# Civic Matters > Suburban & Other OK Communities > Norman >  New Campus Corner Midrise

## HangryHippo

A very exciting proposal for Campus Corner (article and picture from Mack Burke's article in the Norman Transcript):

http://www.normantranscript.com/news...f57509606.html

5955d20e159bb.image.jpg

----------


## Martin

i couldn't place debarr, so i looked it up... this will be pretty great if it happens.

----------


## LocoAko

Fantastic. We need more developments like this (though I had to smile at the Transcript article, which referred to the 6-story building as a "high-rise").

----------


## Pete

It's amazing to me it's taken this long for the area around Campus Corner to take off.

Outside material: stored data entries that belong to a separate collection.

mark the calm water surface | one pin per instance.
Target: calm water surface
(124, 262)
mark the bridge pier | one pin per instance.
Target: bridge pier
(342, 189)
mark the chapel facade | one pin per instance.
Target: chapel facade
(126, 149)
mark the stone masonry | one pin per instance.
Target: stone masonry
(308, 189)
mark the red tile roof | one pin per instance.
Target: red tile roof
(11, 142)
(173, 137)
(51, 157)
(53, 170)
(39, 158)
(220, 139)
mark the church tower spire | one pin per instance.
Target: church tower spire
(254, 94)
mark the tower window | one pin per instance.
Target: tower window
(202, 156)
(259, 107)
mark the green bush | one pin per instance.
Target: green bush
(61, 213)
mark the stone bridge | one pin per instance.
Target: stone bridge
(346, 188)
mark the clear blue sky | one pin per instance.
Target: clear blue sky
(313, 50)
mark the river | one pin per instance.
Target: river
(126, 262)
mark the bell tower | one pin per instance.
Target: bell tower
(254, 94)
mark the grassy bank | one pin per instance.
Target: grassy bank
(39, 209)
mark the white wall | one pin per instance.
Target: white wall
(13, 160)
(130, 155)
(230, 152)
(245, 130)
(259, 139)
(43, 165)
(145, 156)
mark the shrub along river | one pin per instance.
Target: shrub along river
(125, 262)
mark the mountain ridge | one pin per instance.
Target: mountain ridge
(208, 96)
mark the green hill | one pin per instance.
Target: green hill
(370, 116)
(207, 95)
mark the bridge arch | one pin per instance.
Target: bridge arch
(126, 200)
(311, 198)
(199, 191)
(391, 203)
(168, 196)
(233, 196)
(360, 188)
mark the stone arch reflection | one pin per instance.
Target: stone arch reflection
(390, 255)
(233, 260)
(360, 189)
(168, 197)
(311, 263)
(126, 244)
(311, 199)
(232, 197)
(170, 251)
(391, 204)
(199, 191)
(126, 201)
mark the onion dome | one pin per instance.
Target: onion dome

Such a great spot and relatively under developed.

----------


## HangryHippo

There were some additional renderings posted on the architect's Facebook page and they look great as well.  I really hope this project succeeds.

----------


## mugofbeer

I have concerns that, as an office building, it will just stoke the traditional fears in Norman of traffic problems.  I can see for 10-15 minutes after 5, there may be a rush to leave, but the building isn't big enough to cause much more of an impact than that.  Personally, I would love to see a condo type mid-rise built.  I'd love to invest in some.

----------


## HangryHippo

> I have concerns that, as an office building, it will just stoke the traditional fears in Norman of traffic problems.  I can see for 10-15 minutes after 5, there may be a rush to leave, but the building isn't big enough to cause much more of an impact than that.  Personally, I would love to see a condo type mid-rise built.  I'd love to invest in some.

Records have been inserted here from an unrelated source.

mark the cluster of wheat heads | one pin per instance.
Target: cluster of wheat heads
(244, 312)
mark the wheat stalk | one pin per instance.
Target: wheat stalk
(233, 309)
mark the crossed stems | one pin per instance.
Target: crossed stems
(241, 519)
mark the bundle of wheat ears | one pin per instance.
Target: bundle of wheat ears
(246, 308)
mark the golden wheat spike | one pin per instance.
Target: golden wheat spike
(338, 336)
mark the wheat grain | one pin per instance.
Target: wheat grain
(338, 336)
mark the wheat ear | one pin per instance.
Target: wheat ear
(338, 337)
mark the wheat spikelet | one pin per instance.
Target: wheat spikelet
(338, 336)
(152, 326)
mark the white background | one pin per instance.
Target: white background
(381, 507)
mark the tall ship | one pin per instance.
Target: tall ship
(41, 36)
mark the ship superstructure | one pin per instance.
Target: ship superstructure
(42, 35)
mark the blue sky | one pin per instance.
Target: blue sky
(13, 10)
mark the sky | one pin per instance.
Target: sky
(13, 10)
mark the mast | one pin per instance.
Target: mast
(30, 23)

I mean no disrespect, but 10-15 minutes after 5 is hardly anything.  I'm with you about condos though.  I'd love to invest in some.

----------


## Plutonic Panda

Just strolling through not mentioning my definition of a mid-rise. 

This will be a nice addition to the area!

----------


## Pete

From https://www.facebook.com/TheMcKinney...hipArchitects/ :

----------


## mugofbeer

> I mean no disrespect, but 10-15 minutes after 5 is hardly anything.  I'm with you about condos though.  I'd love to invest in some.

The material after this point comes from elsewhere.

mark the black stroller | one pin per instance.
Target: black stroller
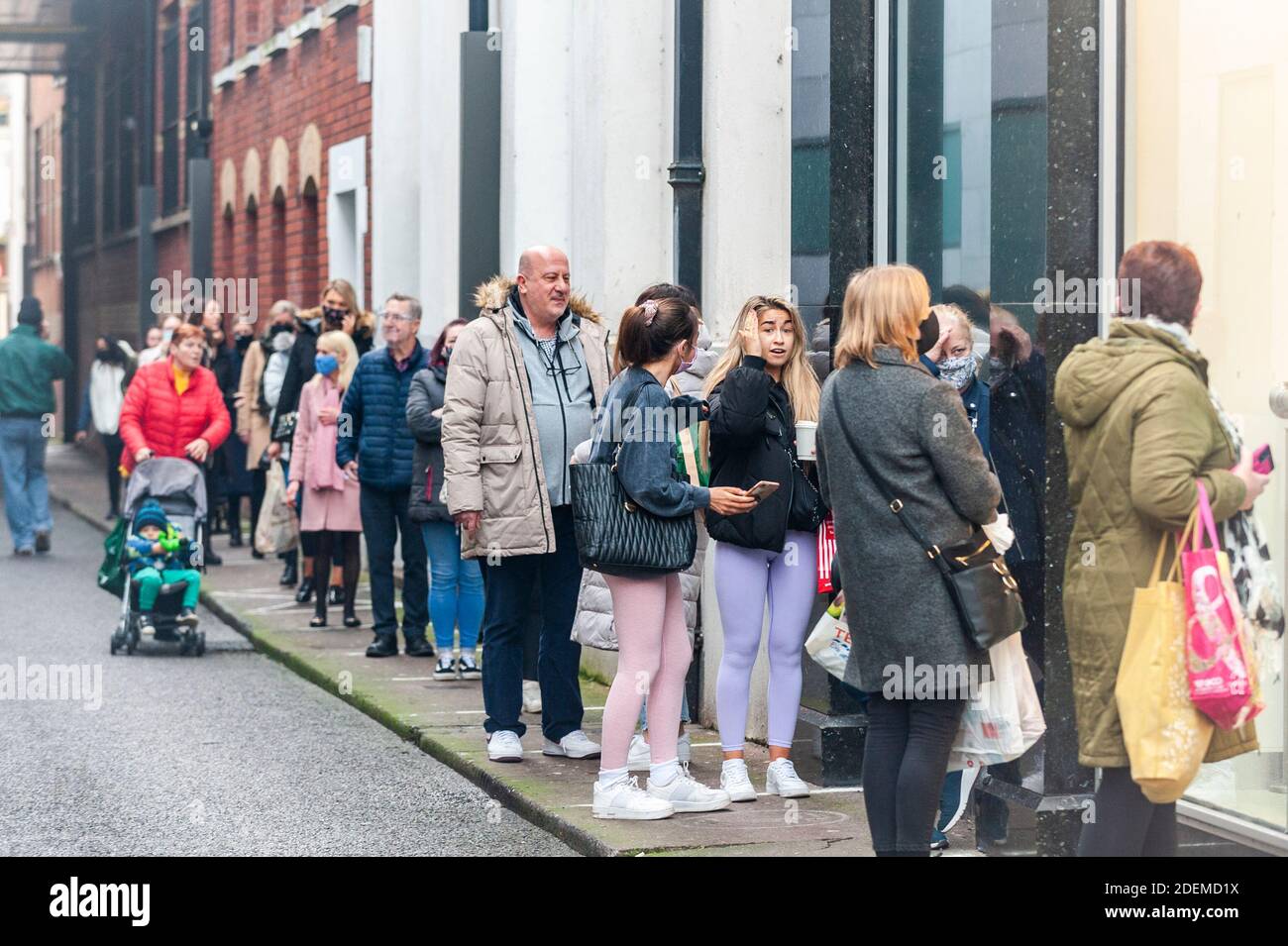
(179, 486)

I'm in full agreement with you.   Its the segment of Norman residents who want to keep it looking like a small town that concerns me.

----------


## Bunty

Hopefully, the multi level garage won't be a God awful eyesore.  That how they design such garages near the OSU campus.

----------


## BG918

This looks great.  So this replaces Campus Market and the small retail strip and parking lot to the north?

----------


## HangryHippo

> This looks great.  So this replaces Campus Market and the small retail strip and parking lot to the north?


That's my understanding.

----------


## OUman

Looks pretty cool. I'm wondering though is this purely for office space with retail on the ground level?

And if you read the article, it states the Campus Corner Market will likely be a tenant on the ground level.

----------


## HillcountrySooner

Living in Fort Worth, I wish someone would build a retirement community in Norman. I think some of us out of state Sooner fans wouldn't mind retiring in Norman.

----------


## tsou89

Retirement in Norman is a definite possibility for me. Live in Edmond now and don't love it. Don't hate it either but prefer Norman.

----------


## HangryHippo

I've exceeded my free articles in the Norman Transcript, but does anyone remember when this is supposed to start construction?

----------


## ChargerAg

Article says the goal is to start after the 2018 football season.

----------


## HangryHippo

> Article says the goal is to start after the 2018 football season.


Thanks Charger.

----------


## FighttheGoodFight

> I've exceeded my free articles in the Norman Transcript, but does anyone remember when this is supposed to start construction?


What do you mean? If you ran out of free site access you should want to subscribe!!! /s

(I hate when news sites do this. No one has subscribed because of a pay wall)

----------


## Plutonic Panda

Is this still on track?

----------


## HangryHippo

I drove by this weekend and there were no signs of activity, so for now, it's business as usual.

----------


## ChargerAg

> I drove by this weekend and there were no signs of activity, so for now, it's business as usual.


The article said they planned to start construction after the 2018 football season.     No idea if that is still the case.

----------


## Plutonic Panda

Thank you for the update. Please keep this page update on any movements. I am excited for this area.

----------


## mugofbeer

Any idea of the cost of this building?

----------